L. L. - Je viens de la scène slam, le roman en porte l'énergie et l'urgence de dire. Le texte est porteur de l’oralité de cette poésie, porteur d'une langue nerveuse et frontale avec des phrases courtes, des listes, des anaphores. Venant de la poésie, fascinée par la beauté des métaphores, j'ai une écriture extrêmement visuelle. L'esthétique du fragment et l'esthétique de la pulsation sont les moteurs de mon écriture.

 

Pourquoi avez-vous choisi une narration à la deuxième personne du singulier ?

L. L. - C'est un endroit de l'écriture que je trouve très intéressant parce qu’on est exactement à deux endroits, à la fois intérieur et extérieur. Cela permet de garder le texte très tendu du début à la fin. Ce « tu », il faut l'imaginer comme une petite caméra sur l'épaule qui suit Eunice de très près. C'est presque une voix de mantra, une voix d'invocation, une voix qui essaye de la remettre sur le droit chemin et c'est aussi le « tu » qu'on peut se dire à soi-même quand on se frappe sur la cuisse et qu'on se dit « allez, vas-y, tu vas y arriver ». Dans des situations de grande tristesse, on n'est parfois jamais très loin de la folie. Avec ce « tu », Eunice est sur le fil. Elle est en train de se reconstruire mais pourrait vaciller à tout moment. C'est la même chose pour sa tante, c'est la même chose pour les grands-mères qui sont là aussi sur un fil.

 

Sur ce fil se déploie un humour décapant. Est-ce une façon de dépasser le tragique ?

L. L. - Je dynamite le tragique en redescendant dans le réel. Peut-être est-ce cette touche belge d'autodérision qui est le diadème précieux des misérables ou des miséreux que nous sommes. Il faut pouvoir regarder le monde dans sa dureté et dans sa noirceur mais aussi avoir la capacité de voir le beau, le ténu et l'humour. La critique sociale passe par un coté un peu déjanté. Les personnages sont borderline, ils sont en train de gérer leur apnée, il faut reprendre sa respiration et le rire est aussi une reprise de respiration.

 

Eunice glisse-t-elle de la rage vers la douceur ?
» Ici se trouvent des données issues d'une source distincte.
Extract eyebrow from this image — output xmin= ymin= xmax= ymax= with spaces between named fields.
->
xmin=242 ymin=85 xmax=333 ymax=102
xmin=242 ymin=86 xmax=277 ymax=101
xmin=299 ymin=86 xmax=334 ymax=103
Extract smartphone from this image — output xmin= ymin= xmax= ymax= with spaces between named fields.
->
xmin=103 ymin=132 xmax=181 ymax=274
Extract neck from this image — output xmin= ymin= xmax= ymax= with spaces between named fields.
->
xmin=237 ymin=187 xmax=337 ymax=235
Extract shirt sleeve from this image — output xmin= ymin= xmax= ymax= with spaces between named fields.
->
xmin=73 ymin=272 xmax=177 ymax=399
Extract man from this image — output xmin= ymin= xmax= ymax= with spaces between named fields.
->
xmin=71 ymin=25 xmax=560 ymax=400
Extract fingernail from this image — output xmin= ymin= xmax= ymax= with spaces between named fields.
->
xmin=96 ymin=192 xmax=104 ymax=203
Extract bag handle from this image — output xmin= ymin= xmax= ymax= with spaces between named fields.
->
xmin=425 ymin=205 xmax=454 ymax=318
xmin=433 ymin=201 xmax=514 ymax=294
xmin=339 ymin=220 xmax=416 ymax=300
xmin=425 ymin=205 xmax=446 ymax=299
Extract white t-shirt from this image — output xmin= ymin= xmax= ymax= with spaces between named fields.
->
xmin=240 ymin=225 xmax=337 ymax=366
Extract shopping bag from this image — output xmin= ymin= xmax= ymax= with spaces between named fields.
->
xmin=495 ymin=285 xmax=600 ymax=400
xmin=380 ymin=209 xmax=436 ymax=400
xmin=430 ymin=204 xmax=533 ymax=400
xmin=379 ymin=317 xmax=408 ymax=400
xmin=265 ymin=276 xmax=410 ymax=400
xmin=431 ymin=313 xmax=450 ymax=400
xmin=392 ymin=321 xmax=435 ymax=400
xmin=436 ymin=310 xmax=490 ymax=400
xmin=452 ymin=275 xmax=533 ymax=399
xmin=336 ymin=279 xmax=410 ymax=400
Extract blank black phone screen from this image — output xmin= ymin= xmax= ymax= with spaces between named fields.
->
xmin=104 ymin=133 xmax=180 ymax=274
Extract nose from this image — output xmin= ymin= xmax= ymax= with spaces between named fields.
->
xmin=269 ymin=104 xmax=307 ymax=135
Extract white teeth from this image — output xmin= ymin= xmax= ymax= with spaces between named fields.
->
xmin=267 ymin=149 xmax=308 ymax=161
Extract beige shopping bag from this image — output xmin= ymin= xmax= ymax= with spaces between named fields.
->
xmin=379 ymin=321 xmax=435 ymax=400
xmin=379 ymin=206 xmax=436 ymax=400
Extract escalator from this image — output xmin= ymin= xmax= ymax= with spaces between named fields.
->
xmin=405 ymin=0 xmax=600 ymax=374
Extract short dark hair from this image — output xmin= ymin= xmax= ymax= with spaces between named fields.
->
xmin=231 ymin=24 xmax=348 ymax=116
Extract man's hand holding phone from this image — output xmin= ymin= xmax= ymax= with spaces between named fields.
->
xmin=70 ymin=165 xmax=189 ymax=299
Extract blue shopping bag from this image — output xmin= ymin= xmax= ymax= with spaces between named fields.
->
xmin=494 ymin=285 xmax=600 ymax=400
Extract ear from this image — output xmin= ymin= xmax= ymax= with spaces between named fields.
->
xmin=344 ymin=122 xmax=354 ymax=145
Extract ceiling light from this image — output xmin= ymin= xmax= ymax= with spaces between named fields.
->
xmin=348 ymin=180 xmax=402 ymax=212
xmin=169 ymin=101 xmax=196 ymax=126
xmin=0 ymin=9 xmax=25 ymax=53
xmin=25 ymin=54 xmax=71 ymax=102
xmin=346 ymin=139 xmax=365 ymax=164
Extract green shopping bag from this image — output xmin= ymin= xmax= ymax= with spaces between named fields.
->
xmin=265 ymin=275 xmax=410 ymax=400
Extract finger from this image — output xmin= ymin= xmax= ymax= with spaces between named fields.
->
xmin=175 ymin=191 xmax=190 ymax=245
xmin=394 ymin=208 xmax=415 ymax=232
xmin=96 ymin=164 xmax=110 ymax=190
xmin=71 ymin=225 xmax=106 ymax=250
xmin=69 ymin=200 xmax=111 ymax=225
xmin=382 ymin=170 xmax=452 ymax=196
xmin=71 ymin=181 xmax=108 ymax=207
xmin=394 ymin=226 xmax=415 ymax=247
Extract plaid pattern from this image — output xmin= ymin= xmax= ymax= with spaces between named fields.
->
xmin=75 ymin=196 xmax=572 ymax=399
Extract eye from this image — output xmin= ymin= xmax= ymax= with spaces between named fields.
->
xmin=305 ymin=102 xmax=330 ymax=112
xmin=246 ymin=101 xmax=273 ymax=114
L. L. - On ne peut pas être que combustion. L'idée est d'aller vers une forme d'apaisement, de pouvoir se laisser caresser pour retoucher du bout des doigts la tendresse, la vulnérabilité. Et accepter cette vulnérabilité. Eunice est aussi une histoire de pardon, de tendresse et de vulnérabilité assumée.

 

Alors qu'elle vient tout juste de se faire quitter, Eunice subit à 19 ans l'injustice de perdre sa mère, morte noyée dans la Meuse lors d'une soirée festive. De l'abattement à la colère, de la colère à l'apaisement, Eunice va suivre un chemin de résilience fait de rencontres, de combats, de partages, de solidarité, d'amour, de mots, tout en menant une troublante enquête. Sa mère menait-elle une double vie ? Entre passé familial, présent, reconstruction de soi et promesse d'un nouvel amour, Eunice ouvre sa voie et trouve sa voix au milieu des autres, non sans humour. Avec un sens piquant des situations animées de personnages percutants, la vie comme les mots pulsent par dessous tout chez Lisette Lombé.